Así es, y esta respuesta de la Iglesia y de los cristianos reviste muchas formas. La mayor parte de los cristianos (los fieles laicos) ejercen la misericordia cuando, junto con sus conciudadanos, trabajan por sacar adelante las familias y hacer de la sociedad un lugar cada día más humano, para que pueda ser también un camino divino. Al mismo tiempo, mediante las obras de misericordia, que siempre pueden y deben ejercitarse en la vida ordinaria, y que hoy son facilitadas e impulsadas por el voluntariado. Están además tantas tareas de educación, atención a la salud, y otras formas directas de promoción humana y social, verdaderas tareas de misericordia con las necesidades de nuestros conciudadanos. También la Iglesia siempre ha promovido institucionalmente obras de beneficencia. Muchas de ellas han sido y siguen siendo impulsadas por católicos, religiosos y laicos. Todos, en modos muy distintos, hemos de llevar a Dios a los más pobres, sin olvidar cuánto podemos aprender de ellos.

Lo importante –señala Francisco– es recordar que lo que hagamos con los demás tiene siempre una dimensión trascendente “y responde la misericordia divina con nosotros” (cf. Lc 6, 36-38). Hay una absoluta prioridad de la “salida de sí” hacia nuestros hermanos, particularmente los más necesitados (cf. EG n. 179).

Así puede aprenderse escuchando la Palabra de Dios, cuando nos instruye sobre la misericordia divina, o cuando nos habla de su necesidad para obtener nosotros mismos misericordia (cf. Mt 5, 7) y salir airosos del juicio de Dios (cf. St 2, 12-13).

Ya el Antiguo Testamento otorga un especial valor salvífico a la misericordia (cf. Dt 4, 24). Y la práctica de la limosna “ejerció una resistencia profética contracultural ante el individualismo hedonista pagano” (EG, n. 193). Las Escrituras “invitan con tanta contundencia al amor fraterno, al servicio humilde y generoso, a la justicia, a la misericordia con el pobre” (n. 194).
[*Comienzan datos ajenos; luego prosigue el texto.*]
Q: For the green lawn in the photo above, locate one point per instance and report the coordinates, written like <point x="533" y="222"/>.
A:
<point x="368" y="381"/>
Sobre todo hay que tener presente que Jesús se identificó con los pobres y necesitados: “’Tuve hambre y me disteis de comer’, y enseñó que la misericordia hacia ellos es la llave del cielo (cf. Mt 25,35s)” (EG, n. 197).

En la línea de lo que ya señalaron San Juan Pablo II y Benedicto XVI, escribe Francisco: “Para la Iglesia la opción por los pobres es una categoría teológica antes que cultural, sociológica, política o filosófica. Dios les otorga ‘su primera misericordia’ (Juan Pablo II, Homilía en Santo Domingo, 11-X-1984). Y añade el Papa actual: “Esta preferencia divina tiene consecuencias en la vida de fe de todos los cristianos, llamados a tener ‘los mismos sentimientos de Jesucristo’ (Flp 2,5)” (EG, n. 198).


Madre de misericordia

Como se reza en la letanía del rosario, la misericordia tiene una madre. “En la cruz –observa Francisco–, cuando Cristo sufría en su carne el dramático encuentro entre el pecado del mundo y la misericordia divina, pudo ver a sus pies la consoladora presencia de la Madre y del amigo” (n. 285).

A ella le invoca el Papa como estrella de la nueva evangelización, que es obra de misericordia: Estrella de la nueva evangelización, ayúdanos a resplandecer en el testimonio de la comunión, del servicio, de la fe ardiente y generosa, de la justicia y el amor a los pobres, para que la alegría del Evangelio llegue hasta los confines de la tierra y ninguna periferia se prive de su luz.